The Musicology of Rosita Sands

Photo: Phil Dembinski '08
Newly appointed Chair of Music, Rosita Sands, EdD, shares her personal journey with music and education, and connects that experience with Columbia’s path ahead.

Many of us already know of Dr. Rosita Sands’ appointment as the new Chair of the Music Department. But Dr. Sands’ career thus far is an inspiration and testament to a life dedicated to music and education. Here, Dr. Sands tells The Q about it in her own words.

“Music saved me that year.”
I come from a musical family. My mother was our church pianist and I have been involved in music since beginning piano lessons as a child with one of the best-loved piano teachers in my hometown of Key West, Florida.

The year I was entering the 6th grade, my school, named after abolitionist Frederick Douglass, was closed and all of its students were dispersed to other schools as a result of the landmark Brown vs. the Board of Education Supreme Court decision. Though it had been in effect for well over a dozen years, it was being implemented at a very slow pace in the southern states. The white school I was transferred to happened to have a string orchestra, so when I showed up, already knowing how to play the clarinet, I joined the orchestra as the only wind player among all the strings, and one of a small number of black students who also joined. In many ways, music saved me that year by easing my transition into this new school setting and environment.

Following graduation, the decision to pursue a degree in music education was largely a result of the strong influence and mentorship of two of my high school band directors. It was during my senior year at Florida State University that I enrolled in an elective course in Afro-American music that opened up the world of ethnomusicology to me.
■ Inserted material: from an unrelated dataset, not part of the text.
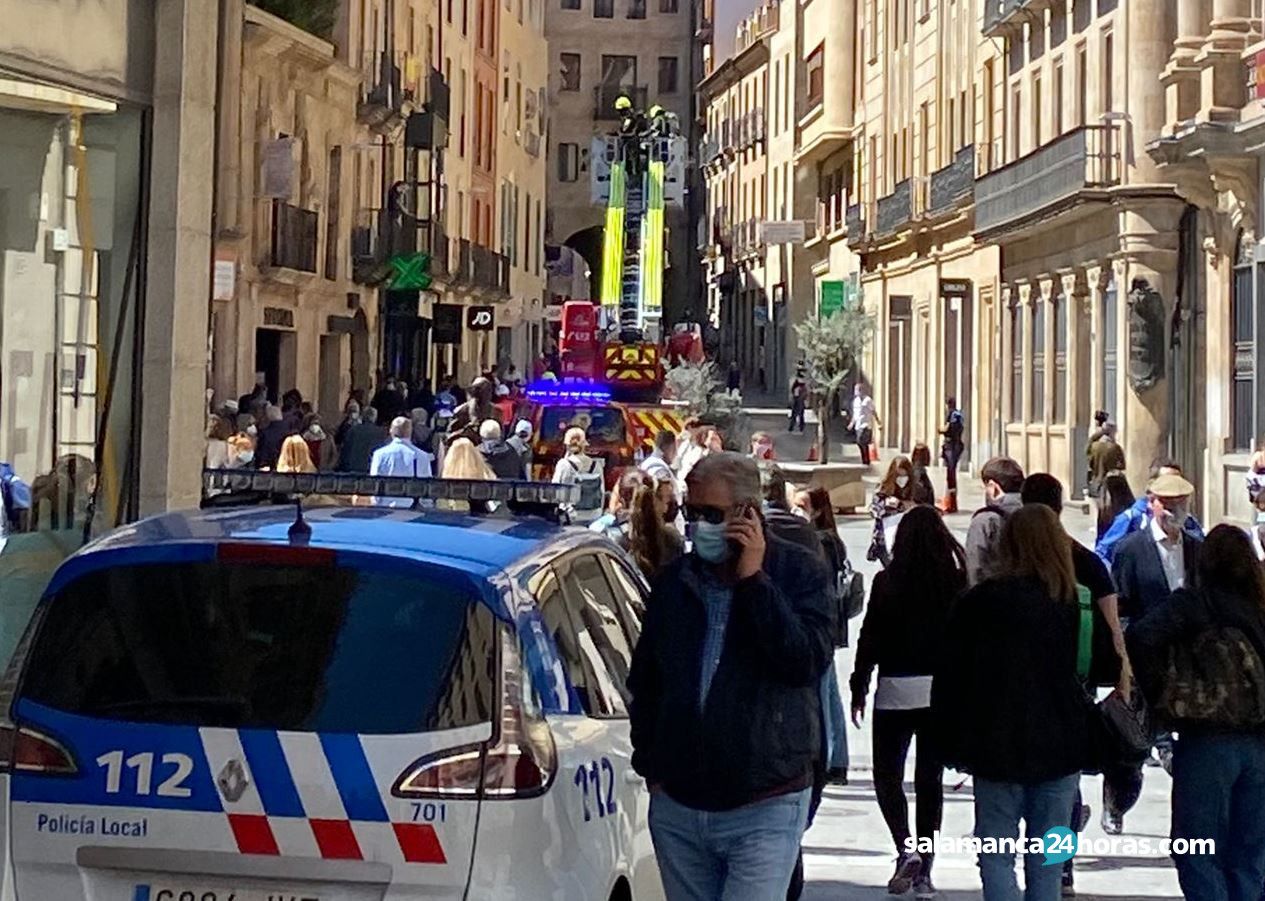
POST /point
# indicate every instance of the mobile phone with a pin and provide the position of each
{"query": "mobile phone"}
(740, 511)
It was the first time that the body of music originated by African Americans was validated and it became the inspiration for my dissertation on “The Pedagogy of Afro-American Music,” which I completed for my doctoral degree in Music Education at Teachers College, Columbia University.

16 years of service
I’ve been here at Columbia for 16 years. I left a tenured, full professor position at the University of Massachusetts-Lowell, where I served as the Coordinator of Music Education, to accept the offer of serving as an associate director of the Center for Black Music Research (CBMR), at the invitation of, and under the leadership and mentorship of the late, Dr. Samuel A. Floyd, Jr. I later served as director for four years, following Dr. Floyd’s retirement. I really knew nothing about Columbia, except the fact that the CBMR was here. I knew the CBMR because of its stellar, international reputation as the preeminent source of information on the black musical experience. I had attended a couple of its conferences, joined its associate membership program, and two of my articles were published in its scholarly journal, the Black Music Research Journal. I had also been an invited participant and presenter in roundtable discussions that were a component of the Center’s grant for an Inter-arts Inquiry project.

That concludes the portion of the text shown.